Implikasi terhadap Stabilitas Ekonomi Global
Pembukaan kembali Selat Hormuz memberikan dampak positif terhadap stabilitas ekonomi global, terutama di sektor energi. Jalur ini memainkan peran penting dalam menjaga kelancaran distribusi minyak dan gas.
Ketika jalur ini terbuka, negara-negara pengimpor energi dapat memperoleh pasokan dengan lebih stabil. Sebaliknya, gangguan pada jalur ini dapat memicu kenaikan harga energi secara signifikan.

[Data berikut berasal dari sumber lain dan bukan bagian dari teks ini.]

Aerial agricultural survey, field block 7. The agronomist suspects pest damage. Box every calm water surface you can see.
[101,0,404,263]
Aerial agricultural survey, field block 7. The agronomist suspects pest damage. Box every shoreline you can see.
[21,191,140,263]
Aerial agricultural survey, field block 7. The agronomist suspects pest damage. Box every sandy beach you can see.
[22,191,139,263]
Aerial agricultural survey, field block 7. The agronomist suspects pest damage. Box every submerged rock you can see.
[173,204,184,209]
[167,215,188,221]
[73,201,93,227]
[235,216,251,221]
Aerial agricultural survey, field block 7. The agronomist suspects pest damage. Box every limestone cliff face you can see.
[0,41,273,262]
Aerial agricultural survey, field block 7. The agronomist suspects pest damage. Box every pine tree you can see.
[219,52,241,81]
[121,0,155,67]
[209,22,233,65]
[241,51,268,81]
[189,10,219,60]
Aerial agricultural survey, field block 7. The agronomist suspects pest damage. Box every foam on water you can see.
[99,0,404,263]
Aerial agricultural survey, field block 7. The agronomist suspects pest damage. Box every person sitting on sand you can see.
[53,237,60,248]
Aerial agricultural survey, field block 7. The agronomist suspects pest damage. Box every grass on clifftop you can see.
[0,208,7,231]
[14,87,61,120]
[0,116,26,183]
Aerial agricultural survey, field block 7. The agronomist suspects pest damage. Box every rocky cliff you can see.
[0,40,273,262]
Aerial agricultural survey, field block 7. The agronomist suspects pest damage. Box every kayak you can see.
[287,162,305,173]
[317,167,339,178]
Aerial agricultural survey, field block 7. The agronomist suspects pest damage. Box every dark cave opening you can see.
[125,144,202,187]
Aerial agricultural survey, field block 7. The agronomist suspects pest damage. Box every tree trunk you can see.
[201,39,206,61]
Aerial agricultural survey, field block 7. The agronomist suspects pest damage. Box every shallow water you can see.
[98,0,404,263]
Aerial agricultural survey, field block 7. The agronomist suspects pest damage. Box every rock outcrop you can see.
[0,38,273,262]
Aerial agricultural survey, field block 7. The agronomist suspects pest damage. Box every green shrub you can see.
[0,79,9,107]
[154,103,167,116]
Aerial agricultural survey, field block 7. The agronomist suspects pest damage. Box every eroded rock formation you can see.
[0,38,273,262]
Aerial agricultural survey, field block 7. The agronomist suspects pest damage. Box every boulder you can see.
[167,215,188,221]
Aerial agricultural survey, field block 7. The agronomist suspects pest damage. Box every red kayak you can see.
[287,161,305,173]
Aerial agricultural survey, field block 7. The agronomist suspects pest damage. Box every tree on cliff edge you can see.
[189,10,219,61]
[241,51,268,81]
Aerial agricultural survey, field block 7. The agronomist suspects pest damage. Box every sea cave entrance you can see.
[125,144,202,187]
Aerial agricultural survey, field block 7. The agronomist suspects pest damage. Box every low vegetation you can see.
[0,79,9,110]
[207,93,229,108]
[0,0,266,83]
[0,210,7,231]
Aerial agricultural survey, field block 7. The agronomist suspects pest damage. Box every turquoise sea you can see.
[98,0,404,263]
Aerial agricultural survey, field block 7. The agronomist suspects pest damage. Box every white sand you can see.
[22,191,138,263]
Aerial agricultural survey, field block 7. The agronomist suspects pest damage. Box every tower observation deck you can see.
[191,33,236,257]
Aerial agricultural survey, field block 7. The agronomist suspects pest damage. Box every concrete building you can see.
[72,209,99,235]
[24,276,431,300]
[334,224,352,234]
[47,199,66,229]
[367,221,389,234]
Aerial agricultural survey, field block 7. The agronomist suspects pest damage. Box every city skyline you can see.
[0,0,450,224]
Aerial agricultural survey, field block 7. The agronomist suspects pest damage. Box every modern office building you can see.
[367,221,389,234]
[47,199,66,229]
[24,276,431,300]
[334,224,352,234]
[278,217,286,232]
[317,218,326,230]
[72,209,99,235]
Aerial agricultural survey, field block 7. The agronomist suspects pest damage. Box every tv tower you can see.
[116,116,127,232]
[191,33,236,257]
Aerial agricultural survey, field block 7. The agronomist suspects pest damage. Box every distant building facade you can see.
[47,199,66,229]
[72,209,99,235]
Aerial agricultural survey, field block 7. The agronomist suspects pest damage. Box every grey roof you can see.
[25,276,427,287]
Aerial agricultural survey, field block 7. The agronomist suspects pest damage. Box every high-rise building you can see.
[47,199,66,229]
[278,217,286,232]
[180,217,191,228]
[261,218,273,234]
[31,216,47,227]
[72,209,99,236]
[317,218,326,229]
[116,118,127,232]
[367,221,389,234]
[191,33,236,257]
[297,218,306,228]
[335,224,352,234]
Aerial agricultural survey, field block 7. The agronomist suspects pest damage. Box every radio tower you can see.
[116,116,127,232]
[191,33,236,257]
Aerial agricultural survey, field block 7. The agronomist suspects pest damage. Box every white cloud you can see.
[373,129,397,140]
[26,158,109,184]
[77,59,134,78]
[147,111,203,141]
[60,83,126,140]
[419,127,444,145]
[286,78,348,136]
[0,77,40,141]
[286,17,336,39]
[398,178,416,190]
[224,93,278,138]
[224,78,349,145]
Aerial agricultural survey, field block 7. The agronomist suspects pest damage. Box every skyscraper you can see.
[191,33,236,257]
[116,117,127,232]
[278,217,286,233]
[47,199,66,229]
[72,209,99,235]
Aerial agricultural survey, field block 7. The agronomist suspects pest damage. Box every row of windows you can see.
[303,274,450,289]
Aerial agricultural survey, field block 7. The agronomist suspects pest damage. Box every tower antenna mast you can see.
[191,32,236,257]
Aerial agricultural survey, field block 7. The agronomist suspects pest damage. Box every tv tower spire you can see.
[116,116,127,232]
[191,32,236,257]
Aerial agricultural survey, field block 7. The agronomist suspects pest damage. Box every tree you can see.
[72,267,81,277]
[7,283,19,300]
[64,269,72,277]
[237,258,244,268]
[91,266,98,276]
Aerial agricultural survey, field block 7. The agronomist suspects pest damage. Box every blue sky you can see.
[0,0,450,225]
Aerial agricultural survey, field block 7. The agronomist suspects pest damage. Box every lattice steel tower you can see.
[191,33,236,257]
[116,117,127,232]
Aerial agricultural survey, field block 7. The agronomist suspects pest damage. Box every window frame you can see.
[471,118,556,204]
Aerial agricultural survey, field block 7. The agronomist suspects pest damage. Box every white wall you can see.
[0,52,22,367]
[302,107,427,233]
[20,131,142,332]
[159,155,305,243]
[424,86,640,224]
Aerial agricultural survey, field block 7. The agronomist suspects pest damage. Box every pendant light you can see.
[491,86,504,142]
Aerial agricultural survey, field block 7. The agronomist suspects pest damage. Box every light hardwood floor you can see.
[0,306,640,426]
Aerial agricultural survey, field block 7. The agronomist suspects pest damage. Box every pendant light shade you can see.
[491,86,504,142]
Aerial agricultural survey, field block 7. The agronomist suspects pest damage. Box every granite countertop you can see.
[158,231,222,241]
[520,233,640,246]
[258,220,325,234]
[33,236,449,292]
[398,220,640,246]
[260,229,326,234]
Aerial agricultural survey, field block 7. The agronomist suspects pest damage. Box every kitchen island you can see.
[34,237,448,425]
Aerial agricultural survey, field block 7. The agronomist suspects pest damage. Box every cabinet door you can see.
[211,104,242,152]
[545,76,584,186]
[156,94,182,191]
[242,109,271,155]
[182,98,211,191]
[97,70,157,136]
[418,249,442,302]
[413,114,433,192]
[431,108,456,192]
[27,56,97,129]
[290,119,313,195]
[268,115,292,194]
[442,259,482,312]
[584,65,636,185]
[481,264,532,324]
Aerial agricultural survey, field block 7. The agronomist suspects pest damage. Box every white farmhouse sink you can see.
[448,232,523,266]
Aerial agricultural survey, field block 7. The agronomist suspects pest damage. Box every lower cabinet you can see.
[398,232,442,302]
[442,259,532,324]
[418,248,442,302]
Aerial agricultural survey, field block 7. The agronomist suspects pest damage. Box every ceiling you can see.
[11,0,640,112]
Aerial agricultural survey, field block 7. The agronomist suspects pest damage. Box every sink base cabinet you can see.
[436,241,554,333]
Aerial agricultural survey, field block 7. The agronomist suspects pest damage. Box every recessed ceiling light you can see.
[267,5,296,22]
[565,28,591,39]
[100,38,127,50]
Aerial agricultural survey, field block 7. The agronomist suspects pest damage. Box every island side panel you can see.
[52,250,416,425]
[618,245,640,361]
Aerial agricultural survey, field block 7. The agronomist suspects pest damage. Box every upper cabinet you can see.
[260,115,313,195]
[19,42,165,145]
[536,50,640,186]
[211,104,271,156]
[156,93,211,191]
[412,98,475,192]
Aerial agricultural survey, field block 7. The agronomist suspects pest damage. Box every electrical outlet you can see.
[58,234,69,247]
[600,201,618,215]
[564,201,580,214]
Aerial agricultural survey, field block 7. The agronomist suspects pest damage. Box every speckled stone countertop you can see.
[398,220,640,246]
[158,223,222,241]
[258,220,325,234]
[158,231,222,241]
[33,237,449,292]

Oleh karena itu, kebijakan Iran tidak hanya berdampak pada kawasan Timur Tengah, tetapi juga memengaruhi dinamika ekonomi global secara keseluruhan.
Kesimpulan
Keputusan Iran untuk membuka kembali Selat Hormuz menunjukkan adanya upaya untuk menstabilkan kondisi geopolitik dan ekonomi di kawasan Timur Tengah. Kebijakan ini memberikan peluang bagi pemulihan aktivitas perdagangan internasional, khususnya di sektor energi.
Namun, keberlanjutan kondisi ini sangat bergantung pada kepatuhan terhadap gencatan senjata serta hasil negosiasi antara pihak-pihak yang terlibat. Jika situasi tetap stabil, Selat Hormuz dapat terus berfungsi sebagai jalur vital perdagangan global. Sebaliknya, pelanggaran kesepakatan dapat kembali memicu ketegangan dan mengganggu stabilitas ekonomi dunia.